METLIB Satellite Meeting Organizing Committee
Carolyn Anthony, Chair, Metropolitan Libraries Section, IFLA
Carolyn Anthony is the current Chair of the Metropolitan Libraries Section of IFLA. She is a Past President of the Public Library Association and a representative of the American Library Association IFLA. She directed a major public library in the Chicago area for 30 years after working in public libraries in the Baltimore area. Carolyn has been particularly active in the areas of outcomes/impact assessment and leadership development. She serves on several local boards and has been named both Illinois Librarian of the Year and an Illinois Woman of Achievement.
Ton van Vlimmeren
Ton is a member of the Standing Committee of the Metropolitan Libraries Section of IFLA, President of EBLIDA, the European Library Organization, and one of the founders of Public Libraries 2030 In Brussels. He was director of the Utrecht Public Library, active in the international networks of the Bertelsmann Foundation and the Bill and Melinda Gates Foundation and held various board positions in the library field. In the city of Utrecht, he also acted as the director of Public Education, Real Estate and Development, and Civic Services. He is currently a member of the Supervising Board of a social housing corporation and works as a consultant.

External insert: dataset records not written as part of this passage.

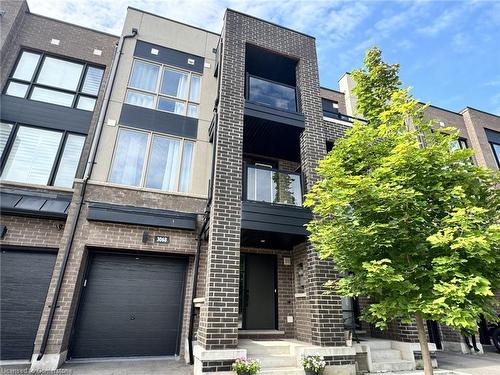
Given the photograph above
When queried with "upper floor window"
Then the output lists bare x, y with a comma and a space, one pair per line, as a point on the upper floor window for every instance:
50, 79
496, 151
39, 156
460, 143
273, 94
164, 88
329, 107
151, 160
494, 140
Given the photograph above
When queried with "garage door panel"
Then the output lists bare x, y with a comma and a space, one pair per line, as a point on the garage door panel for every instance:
24, 282
131, 306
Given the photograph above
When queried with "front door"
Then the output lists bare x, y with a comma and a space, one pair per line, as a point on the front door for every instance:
434, 336
258, 292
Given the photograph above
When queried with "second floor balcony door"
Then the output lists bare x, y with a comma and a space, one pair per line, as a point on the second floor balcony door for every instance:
260, 183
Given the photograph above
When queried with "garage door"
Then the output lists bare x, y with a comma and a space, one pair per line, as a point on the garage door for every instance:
24, 281
131, 305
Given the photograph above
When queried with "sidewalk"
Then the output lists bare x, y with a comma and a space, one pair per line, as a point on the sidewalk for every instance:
487, 364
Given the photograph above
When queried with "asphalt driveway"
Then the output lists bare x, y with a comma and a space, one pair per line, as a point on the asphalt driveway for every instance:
487, 364
126, 367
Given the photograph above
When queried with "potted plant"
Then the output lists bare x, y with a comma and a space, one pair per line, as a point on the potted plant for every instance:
245, 366
313, 364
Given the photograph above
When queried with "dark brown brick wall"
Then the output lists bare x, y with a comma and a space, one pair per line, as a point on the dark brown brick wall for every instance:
285, 287
34, 31
114, 237
336, 96
31, 232
302, 311
476, 122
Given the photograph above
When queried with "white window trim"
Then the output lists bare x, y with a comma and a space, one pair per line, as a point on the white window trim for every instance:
157, 94
145, 167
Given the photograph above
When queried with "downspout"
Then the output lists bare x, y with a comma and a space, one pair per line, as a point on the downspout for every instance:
198, 252
86, 176
206, 218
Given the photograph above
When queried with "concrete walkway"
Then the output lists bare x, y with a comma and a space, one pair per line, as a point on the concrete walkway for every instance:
487, 364
126, 367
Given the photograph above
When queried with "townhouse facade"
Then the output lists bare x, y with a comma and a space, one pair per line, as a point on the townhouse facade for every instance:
151, 192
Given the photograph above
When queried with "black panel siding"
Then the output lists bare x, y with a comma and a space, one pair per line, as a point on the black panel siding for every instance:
169, 56
274, 218
46, 115
34, 204
24, 281
492, 136
275, 115
131, 306
260, 309
163, 122
141, 216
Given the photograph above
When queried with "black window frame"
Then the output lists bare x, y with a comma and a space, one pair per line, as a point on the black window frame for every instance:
295, 89
57, 160
495, 155
157, 94
33, 84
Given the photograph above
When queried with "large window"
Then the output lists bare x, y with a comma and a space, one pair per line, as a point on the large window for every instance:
39, 156
460, 143
54, 80
151, 160
272, 94
164, 88
496, 151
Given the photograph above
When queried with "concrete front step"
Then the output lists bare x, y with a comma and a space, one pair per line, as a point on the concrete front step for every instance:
261, 334
386, 366
259, 348
283, 371
382, 355
378, 344
278, 360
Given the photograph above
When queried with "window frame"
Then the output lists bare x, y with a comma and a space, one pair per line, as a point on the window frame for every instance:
57, 160
157, 94
495, 155
147, 158
32, 84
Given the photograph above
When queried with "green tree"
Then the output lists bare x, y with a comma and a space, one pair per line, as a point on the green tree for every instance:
406, 217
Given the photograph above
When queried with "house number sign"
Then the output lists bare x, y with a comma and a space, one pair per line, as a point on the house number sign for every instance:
162, 239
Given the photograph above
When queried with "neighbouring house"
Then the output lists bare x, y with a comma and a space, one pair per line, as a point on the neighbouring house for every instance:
151, 196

Mathilde Servet, Chief Librarian
Mathilde Servet is in charge of innovative services for the network of 72 libraries in the City of Paris. She is on the governing board of the French National Association of Third Spaces and on the Standing Committee of the Metropolitan Libraries Section of IFLA.

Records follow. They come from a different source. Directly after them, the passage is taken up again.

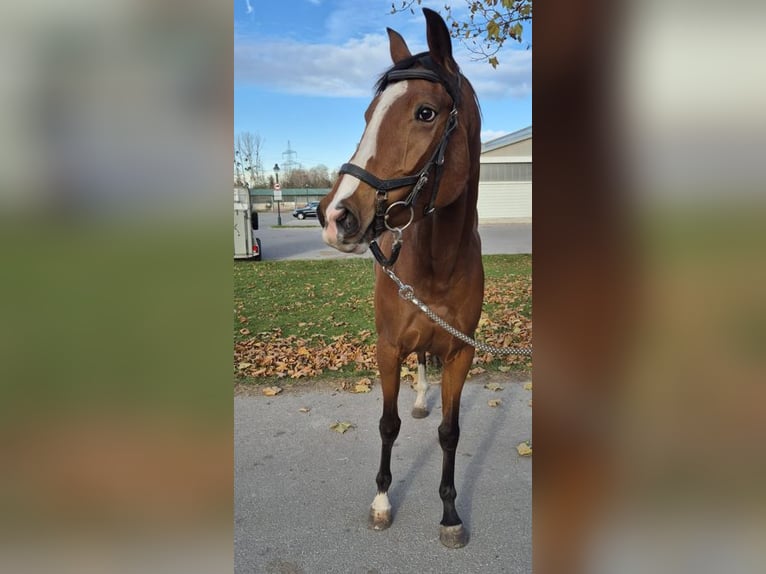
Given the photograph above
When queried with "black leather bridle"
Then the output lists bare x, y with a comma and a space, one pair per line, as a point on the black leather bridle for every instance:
418, 180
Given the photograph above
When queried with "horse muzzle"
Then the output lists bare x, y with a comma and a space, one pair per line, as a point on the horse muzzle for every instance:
343, 229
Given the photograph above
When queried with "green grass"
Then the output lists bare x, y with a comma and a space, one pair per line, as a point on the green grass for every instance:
326, 307
304, 297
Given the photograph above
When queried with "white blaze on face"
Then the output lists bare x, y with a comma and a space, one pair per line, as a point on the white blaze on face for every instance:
381, 504
365, 151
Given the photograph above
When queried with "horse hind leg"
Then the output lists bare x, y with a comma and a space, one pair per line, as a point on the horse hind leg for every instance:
420, 408
389, 364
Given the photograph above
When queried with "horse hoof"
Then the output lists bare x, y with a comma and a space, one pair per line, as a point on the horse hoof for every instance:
453, 536
379, 519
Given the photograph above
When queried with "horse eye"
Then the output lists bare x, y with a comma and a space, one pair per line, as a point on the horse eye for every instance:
426, 114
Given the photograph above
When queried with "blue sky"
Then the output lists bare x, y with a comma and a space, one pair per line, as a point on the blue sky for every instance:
304, 71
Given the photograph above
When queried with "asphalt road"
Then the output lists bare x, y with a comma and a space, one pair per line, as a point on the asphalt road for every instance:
302, 239
302, 491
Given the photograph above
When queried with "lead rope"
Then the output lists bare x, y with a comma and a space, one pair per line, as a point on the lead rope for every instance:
407, 293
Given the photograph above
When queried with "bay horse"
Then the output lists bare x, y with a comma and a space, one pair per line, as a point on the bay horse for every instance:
410, 190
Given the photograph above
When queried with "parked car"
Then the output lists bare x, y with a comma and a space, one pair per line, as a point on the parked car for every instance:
308, 210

Nigel Browne, Information Manager, IHS
Nigel has more than thirty years of experience as a hands-on librarian working for nine years at IRC, International Water and Sanitation Centre, and subsequently at IHS. The combination of providing information and knowledge focusing on development in emerging economies is what drives him. Along the way, he has published on a number of occasions, the last being a chapter in a book describing the way in which the IHS library responded to the recent COVID crisis.